Feinman advises increasing your intake of hormone-balancing foods—plants over animals. “Flesh foods and reproductive organs—even eggs—have hormones of those animals,” she says.
Feinman doesn’t insist on vegetarianism. Rather, she wants women to choose their meats wisely. Organic, farm-raised and antibiotic-free meats are best.
And food doesn’t supply all of the nutrients we need, especially as we age. Supplements are a must—just don’t overdo vitamins and minerals, Feinman says.
Experienced consultants can create supplement plans that include antioxidants, minerals, calcium, magnesium and B vitamins. They can also help you to engage in periods of nutritional cleansing to optimize liver function. Most of Feinman’s cleansing programs are a month long. But eating clean for even one day a week does a lot of good. “I believe that if your liver is clean, it can better metabolize the fluctuations of hormones,” she says.
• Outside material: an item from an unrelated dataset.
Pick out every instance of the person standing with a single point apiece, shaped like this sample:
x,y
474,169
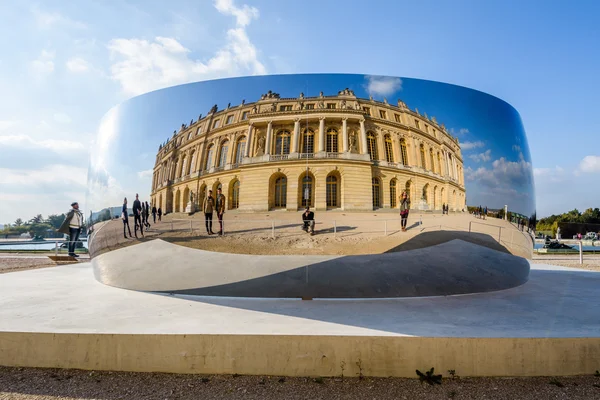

When it comes to underlying systemic issues like insomnia and gastrointestinal disorders, hormonal changes can exacerbate them. That’s one reason people feel like they’re falling apart when they hit their mid-40s. “Hormones are messengers, so whatever is there becomes a louder conversation,” says Feinman.
Finding remedies for your ailments will help you brace yourself for change, Feinman contends. Preventative measures include micronutrient testing, food allergy analysis and supplement plans.
Hormone health is attainable and sustainable. “There’s a switch that gets flipped, and that can create damage, but a lot of it is reversible through making good choices,” says Feinman. “We can rebuild. If you’re clear with intentions and you want to get better, you can heal yourself.”